Since I was looking to offload some of the resources that the PGN servers were taking to another host other than my dedicated server, I tried looking for free web hosts that allows you to upload files via FTP. And when I found one, I thought to myself…no way am I going to upload this using my puny upload bandwidth. I should use my dedicated server’s upload bandwidth – which is 100mbit. And so, with only a command line interface to play with, I seek out how to upload whole local directories to a remote directory.

I stumbled upon ncftpput. When you do man ncftpput it says in the description that The purpose of ncftpput is to do file transfers from the command-line without entering an interactive shell. This lets you write shell scripts or other unattended processes that can do FTP. It is also useful for advanced users who want to send files from the shell command line without entering an interactive FTP program such as ncftp.

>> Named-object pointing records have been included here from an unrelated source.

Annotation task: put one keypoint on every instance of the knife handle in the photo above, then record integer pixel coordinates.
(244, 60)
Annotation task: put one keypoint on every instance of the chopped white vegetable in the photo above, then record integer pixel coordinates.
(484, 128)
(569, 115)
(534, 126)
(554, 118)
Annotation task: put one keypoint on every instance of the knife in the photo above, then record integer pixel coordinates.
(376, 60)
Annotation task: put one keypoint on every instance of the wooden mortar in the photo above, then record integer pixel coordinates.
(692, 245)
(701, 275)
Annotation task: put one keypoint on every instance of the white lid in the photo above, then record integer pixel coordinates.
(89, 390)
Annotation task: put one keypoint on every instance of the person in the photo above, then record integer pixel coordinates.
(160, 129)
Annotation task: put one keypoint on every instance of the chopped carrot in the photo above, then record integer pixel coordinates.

You’re probably itching already how to do it and you honestly don’t care what the description says so I’ll just end it there and we’ll move to how I exactly did it.

Ok, first off let’s say you have the following info…

Local Directory: /tmp/upload/myfiles

Remote Host FTP: ftp.remotehost.com

Remote Host FTP Username: username

Remote Host FTP Password: password

Remote Directory: /upload

ncftpput –R –v –u username ftp.remotehost.com /upload /tmp/upload/myfiles

So what just happened? After you execute that command, it’ll try and connect to your remote FTP and ask for your password and then the rest is just well…waiting for it to get done.

Well the ncftpput modes are…

-R recursive mode or copy the whole directory tree.

-v verbose mode, meaning you’ll see what’s happening in your console screen.

-u username use ‘username’ in the command line.

Hope that’s helpful guys. I’m learning as well, haha.